Keynotes

DIETMAR JANNACH

University of Klagenfurt

XITING WANG

Microsoft Research Asia

Explaining Recommendations to End Users: Simple or Complex?

Questions of how to explain recommendations to end users have been studied in academia for more than twenty years. In this talk we will first review a selection of earlier studies that aimed to understand the effects of different forms of explanations on the beliefs and behavior of end users. We will find that these studies have in common that they (i) are based on the implicit understanding that explanation is a problem of human computer interaction, and (ii) that the effects of explanations should be evaluated with respect to their intended purpose. In recent years, with the growing importance of Explainable AI, an increased use of computational evaluation approaches can be observed. We will discuss the limitations and potential risks that come with such evaluations and emphasize the importance of approaching the problem of designing and evaluating explanations in a purpose-oriented way based on insights from the social sciences.
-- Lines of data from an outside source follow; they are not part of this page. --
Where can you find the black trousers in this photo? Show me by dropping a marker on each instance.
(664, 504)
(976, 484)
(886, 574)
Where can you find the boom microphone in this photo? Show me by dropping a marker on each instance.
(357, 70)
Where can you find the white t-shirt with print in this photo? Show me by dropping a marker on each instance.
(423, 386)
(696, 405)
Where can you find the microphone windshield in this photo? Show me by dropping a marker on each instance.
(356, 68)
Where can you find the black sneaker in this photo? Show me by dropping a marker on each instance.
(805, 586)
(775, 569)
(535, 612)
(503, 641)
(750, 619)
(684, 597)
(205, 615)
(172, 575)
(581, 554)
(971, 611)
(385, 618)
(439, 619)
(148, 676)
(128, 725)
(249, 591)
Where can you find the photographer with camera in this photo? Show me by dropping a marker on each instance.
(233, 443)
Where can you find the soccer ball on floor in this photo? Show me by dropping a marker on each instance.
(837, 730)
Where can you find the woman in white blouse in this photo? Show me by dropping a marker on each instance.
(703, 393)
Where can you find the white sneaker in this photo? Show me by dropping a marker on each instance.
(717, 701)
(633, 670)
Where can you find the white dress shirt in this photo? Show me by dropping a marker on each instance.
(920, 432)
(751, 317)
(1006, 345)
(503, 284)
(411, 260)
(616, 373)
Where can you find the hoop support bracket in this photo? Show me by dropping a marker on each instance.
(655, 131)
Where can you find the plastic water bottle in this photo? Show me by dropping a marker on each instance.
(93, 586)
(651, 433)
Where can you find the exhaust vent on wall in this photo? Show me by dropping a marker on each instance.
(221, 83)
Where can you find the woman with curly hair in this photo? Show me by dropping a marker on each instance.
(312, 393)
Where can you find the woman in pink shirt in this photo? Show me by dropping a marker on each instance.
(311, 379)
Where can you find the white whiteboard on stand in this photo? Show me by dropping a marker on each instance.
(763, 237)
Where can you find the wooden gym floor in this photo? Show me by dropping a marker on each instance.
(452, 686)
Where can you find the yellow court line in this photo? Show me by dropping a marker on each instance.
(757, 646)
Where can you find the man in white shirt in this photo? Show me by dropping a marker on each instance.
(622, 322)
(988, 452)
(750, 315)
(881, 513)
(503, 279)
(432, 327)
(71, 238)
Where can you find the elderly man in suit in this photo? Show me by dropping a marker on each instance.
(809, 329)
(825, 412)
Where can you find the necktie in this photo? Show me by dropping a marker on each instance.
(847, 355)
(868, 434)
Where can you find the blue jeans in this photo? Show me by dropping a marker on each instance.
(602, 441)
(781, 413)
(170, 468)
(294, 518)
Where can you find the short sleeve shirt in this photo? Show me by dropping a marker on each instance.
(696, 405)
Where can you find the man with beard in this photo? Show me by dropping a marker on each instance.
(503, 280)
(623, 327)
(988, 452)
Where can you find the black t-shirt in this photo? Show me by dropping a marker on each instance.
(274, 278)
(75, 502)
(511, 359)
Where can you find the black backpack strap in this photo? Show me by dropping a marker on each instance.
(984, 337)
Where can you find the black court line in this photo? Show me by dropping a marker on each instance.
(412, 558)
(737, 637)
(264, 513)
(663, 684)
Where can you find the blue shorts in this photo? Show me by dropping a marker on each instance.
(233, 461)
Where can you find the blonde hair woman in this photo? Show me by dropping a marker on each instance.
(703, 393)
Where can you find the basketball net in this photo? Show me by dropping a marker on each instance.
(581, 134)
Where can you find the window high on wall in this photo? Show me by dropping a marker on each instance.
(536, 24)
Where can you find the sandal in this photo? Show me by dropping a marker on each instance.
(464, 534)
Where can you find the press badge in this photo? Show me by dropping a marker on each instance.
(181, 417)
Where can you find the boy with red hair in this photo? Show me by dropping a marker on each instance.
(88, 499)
Evaluating Explainability in Recommendations: Current Practices and Opportunities

Explainability has been shown essential for recommender systems. As a bridge between users and recommender systems, explanations are effective in increasing user trust, satisfaction, and the probability that a user adopts the recommendation. While explainable recommendation is known to be important and has attracted increasing attention, research on explainability is largely hindered by the concerns on evaluation, e.g., how can we measure users' perception on the explanations in an offline setting? In this talk, we will present the major categories of evaluation methods and how we may choose them, by summarizing the existing literature on explainable recommendation. Moreover, we will discuss about the limitation of current evaluation methods, major challenges, and point out potential opportunities for solving these limitations.

Bio:

Dietmar Jannach is a professor of computer science at the University of Klagenfurt, Austria. His main research theme is related to the application of intelligent system technology to practical problems and the development of methods for building knowledge-intensive software applications. In recent years, he worked on various topics in the area of recommender systems. In this area, he also published the first international textbook on the topic.

Bio:

Xiting Wang is now a senior researcher at Microsoft Research Asia. She received her Ph.D. degree in Computer Science from Tsinghua University in 2017, and a B.S. degree in Electronics Engineering from Tsinghua University. Her research interests include explainable AI and AI for social good. She has published around 10 papers on explainable recommendation in reputable international conferences, and deliver products on explainable recommendation in Microsoft. Her academic papers are published in KDD, ICML, SIGIR, TKDE, TVCG and VAST and receive more than 1,500 citations. One of her first author papers has been chosen as the TVCG spotlight article for Dec. 2016. She was awarded Best SPC by AAAI 2021 and is a SPC or program committee member of many top conferences.